The 2012 NBA draft has come and gone.
There was joy from draftees, tears from those who went undrafted and tears of joy from Thomas Robinson.
Undrafted free agents in the NBA don't get as much coverage or respect as their NFL counterparts, but there are a handful of players who will make an impact if a team takes a chance on them.
Three point guards who could step in and run an NBA offense went undrafted in 2012.
Here they are.
There's no explanation for why the best passer in the NCAA last season went undrafted in the 2012 NBA draft. Maybe it was because he played at Iona against inferior competition, but a pure passer can pass anywhere he plays.
He's not terribly undersized for a point guard at 6'1". While that is a bit short, he still led the entire country in assists.
Yes, he had more assists per game than Kendall Marshall, Damian Lillard, Tony Wroten Jr. and Marquis Teague, who were all drafted in the first round.
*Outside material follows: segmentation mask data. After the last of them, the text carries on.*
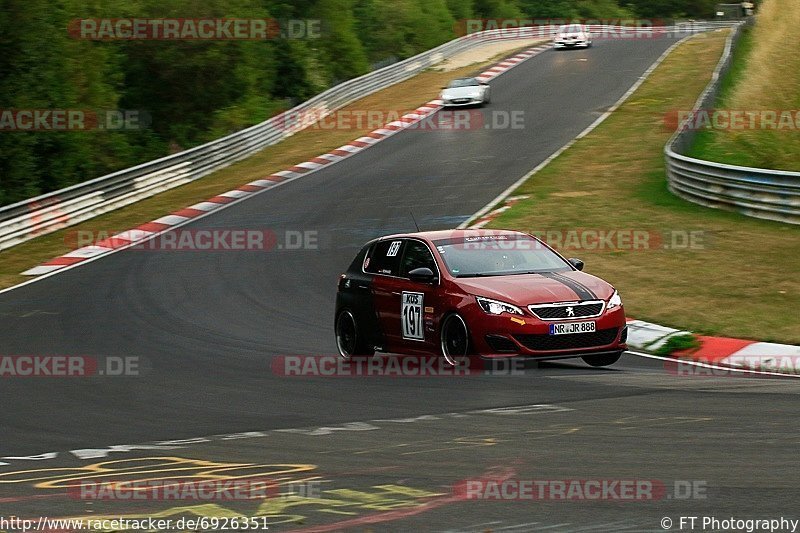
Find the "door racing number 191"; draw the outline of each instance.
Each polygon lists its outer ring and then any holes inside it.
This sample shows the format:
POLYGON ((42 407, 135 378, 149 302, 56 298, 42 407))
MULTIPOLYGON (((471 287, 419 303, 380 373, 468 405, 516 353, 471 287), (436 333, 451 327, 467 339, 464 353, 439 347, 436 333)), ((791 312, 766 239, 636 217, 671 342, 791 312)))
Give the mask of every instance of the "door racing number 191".
POLYGON ((417 341, 425 339, 422 320, 422 300, 424 296, 421 292, 403 293, 400 319, 402 321, 404 339, 417 341))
Machado can do a bit of scoring, too. In his senior season, he averaged 13.6 points per game on just 9.5 shots. He shot 49.5 percent from the field and 40 percent from behind the arc. He's a good rebounder for his size and got better every year in his college career, improving on both his scoring and assist numbers consistently.
As a Queens, New York native, it wouldn't be a surprise to see the New York Knicks strike a deal with the former Gael if their other free-agency plans fall through.
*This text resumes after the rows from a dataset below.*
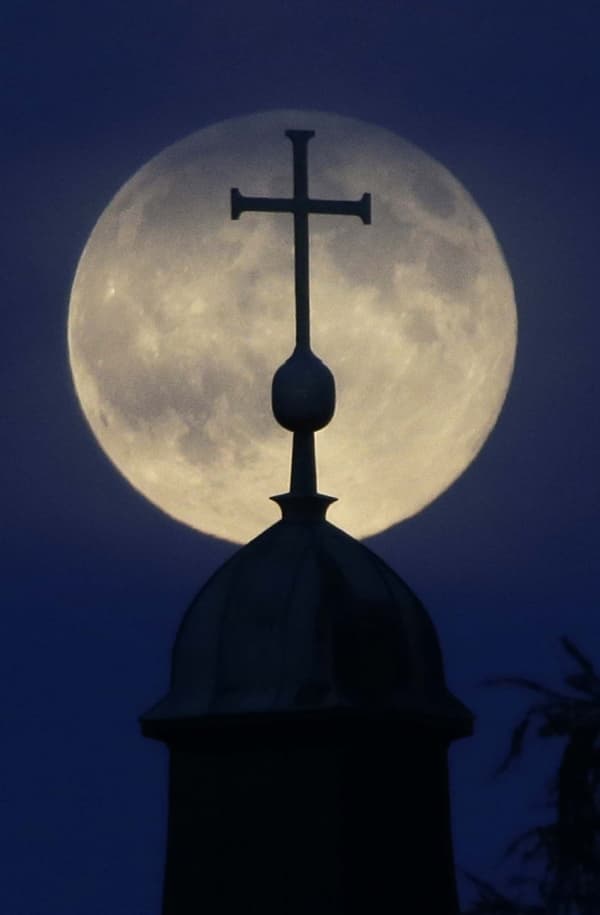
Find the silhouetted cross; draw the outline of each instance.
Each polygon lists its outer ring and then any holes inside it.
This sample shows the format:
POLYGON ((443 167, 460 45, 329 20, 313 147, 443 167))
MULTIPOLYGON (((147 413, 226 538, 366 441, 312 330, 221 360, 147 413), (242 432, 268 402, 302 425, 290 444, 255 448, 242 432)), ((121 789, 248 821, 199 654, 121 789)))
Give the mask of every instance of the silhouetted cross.
POLYGON ((286 130, 294 148, 294 196, 246 197, 237 187, 231 189, 231 218, 244 212, 293 213, 294 274, 296 287, 296 345, 310 347, 310 302, 308 293, 308 214, 358 216, 365 225, 371 222, 371 195, 360 200, 312 200, 308 196, 308 141, 314 130, 286 130))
Holloway will start playing with the Toronto Raptors' summer league (h/t Shannon Russell of Cincinnati.com), but that doesn't mean he's on the NBA team.
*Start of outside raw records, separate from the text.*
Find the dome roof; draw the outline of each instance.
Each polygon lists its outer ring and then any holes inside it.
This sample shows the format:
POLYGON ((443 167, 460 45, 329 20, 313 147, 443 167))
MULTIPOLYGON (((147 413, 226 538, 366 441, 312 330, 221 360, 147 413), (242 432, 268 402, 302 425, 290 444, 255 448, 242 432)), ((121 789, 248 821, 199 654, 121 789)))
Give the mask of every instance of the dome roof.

He'll have to fight his way up the ranks and prove to teams around the league that they made a mistake by choosing not to draft him.
The former Xavier Musketeer isn't a pure passer like Machado, but he's a better scorer. In his senior season with Xavier, he averaged 17 points, 5.1 assists and 3.7 rebounds per game.
The "inferior competition" argument goes out the window here, because Tony Wroten Jr. was drafted No. 25 overall, and the Pac-12 was abysmal last season. Granted, Wroten has some more size, but if he can go at No. 25, Holloway could have gone at No. 55.
Taylor led the Wisconsin Badgers with 13.7 points and four dimes per game last season. That's pretty impressive for a point guard in the Big Ten.
He played against the likes of Michigan State, Michigan, Ohio Stage, Indiana and Purdue. Only Penn State and Nebraska finished with overall records below .500.
Taylor's most impressive trait is his ability to take care of the ball. In 36 minutes per game, he turned the ball over just 1.6 times on average.